Search code examples
apache-sparkspark-graphx

Creating a graph in Spark from a time series table


Suppose I have a table with three columns; user, time, place. I want to create a graph of the place transitions for each user if the time between them is below a certain threshold; i.e., after grouping by user and ordering by time, create a directed graph of edges place_i to place_j from contiguous rows (i, j), incrementing the weight of the edge for each instance of (place_i, place_j). The source table's rows are in no particular order. Is this possible with the Python API? If not, how can I do it in Scala?

Sample table:

user,time,place
joe,1,A
jack,1,B
joe,2,B
jack,3,C
joe,4,D
jane,5,A
jane,1,B

If we ignore the time threshold constraint, the graph should have four vertices (A,B,C,D) and edges from {(A,B), (B,C), (B,D), (B,A)}.


Solution

  • I used groupBy followed by flatMapGroups. Inside the map I instantiated the iterator into a list in order to sort it. Then I iterated over the list in pairs using sliding and created the edges.
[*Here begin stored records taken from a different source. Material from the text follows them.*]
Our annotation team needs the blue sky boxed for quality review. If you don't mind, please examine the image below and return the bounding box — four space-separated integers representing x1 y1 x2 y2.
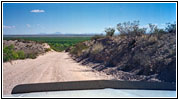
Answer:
3 3 176 35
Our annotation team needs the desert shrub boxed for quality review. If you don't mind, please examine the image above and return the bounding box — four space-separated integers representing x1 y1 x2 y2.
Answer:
3 44 37 62
16 51 25 59
4 44 14 50
165 22 176 33
148 24 165 34
148 24 166 38
3 45 16 62
12 51 19 59
26 53 37 59
117 21 146 36
3 45 26 61
105 28 115 37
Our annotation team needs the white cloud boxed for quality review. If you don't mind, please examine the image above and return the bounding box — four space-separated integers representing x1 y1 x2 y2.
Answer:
3 25 15 29
30 9 45 13
26 24 31 28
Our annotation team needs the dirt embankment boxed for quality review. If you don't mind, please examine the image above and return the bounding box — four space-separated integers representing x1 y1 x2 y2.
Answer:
3 51 113 95
69 33 176 83
3 40 52 62
3 40 51 54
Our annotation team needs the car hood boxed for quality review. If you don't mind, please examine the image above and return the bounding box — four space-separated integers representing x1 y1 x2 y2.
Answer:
5 88 176 97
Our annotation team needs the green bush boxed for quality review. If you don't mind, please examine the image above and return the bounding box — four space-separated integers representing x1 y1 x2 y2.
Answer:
12 51 19 59
16 51 25 59
3 44 36 62
3 45 16 62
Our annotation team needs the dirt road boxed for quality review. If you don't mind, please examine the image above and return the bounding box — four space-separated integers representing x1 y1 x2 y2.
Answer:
3 51 113 95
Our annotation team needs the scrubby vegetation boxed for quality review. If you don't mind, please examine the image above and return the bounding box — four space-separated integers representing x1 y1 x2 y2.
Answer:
116 20 176 36
3 40 51 62
3 45 21 62
117 21 147 36
69 21 176 83
3 44 35 62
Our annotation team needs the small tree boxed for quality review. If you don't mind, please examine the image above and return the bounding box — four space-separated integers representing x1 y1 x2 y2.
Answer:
105 28 115 37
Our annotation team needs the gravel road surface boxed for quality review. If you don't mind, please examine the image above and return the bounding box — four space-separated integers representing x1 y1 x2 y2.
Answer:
3 51 112 95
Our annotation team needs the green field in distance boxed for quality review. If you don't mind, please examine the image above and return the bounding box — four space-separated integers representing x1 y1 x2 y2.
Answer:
3 37 91 52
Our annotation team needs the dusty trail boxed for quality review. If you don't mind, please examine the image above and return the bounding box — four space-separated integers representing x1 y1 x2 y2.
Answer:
3 51 113 95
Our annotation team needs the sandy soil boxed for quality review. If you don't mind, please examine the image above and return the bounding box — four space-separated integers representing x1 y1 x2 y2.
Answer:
3 51 113 95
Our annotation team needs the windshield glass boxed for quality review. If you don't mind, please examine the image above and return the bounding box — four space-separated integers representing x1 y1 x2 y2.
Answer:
2 2 176 98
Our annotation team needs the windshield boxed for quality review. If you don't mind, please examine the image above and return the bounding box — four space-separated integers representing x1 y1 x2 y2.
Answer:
2 2 177 98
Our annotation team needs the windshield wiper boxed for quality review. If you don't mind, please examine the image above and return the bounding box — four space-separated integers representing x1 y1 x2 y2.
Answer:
11 80 176 94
    ds.groupBy(_.user).flatMapGroups( (uid, iter) =>
     val result = ListBuffer[MySchema]()
     iter.toList.sortBy(_.time).sliding(2).foreach { case List(x,y =>
       result += MySchema(uid, x.place, if (y.time - x.time < Threshold) y.place else 0)
     }
     result.toList
    }.as[AggSchema].groupBy($"src, $"dst).count.as[Schema]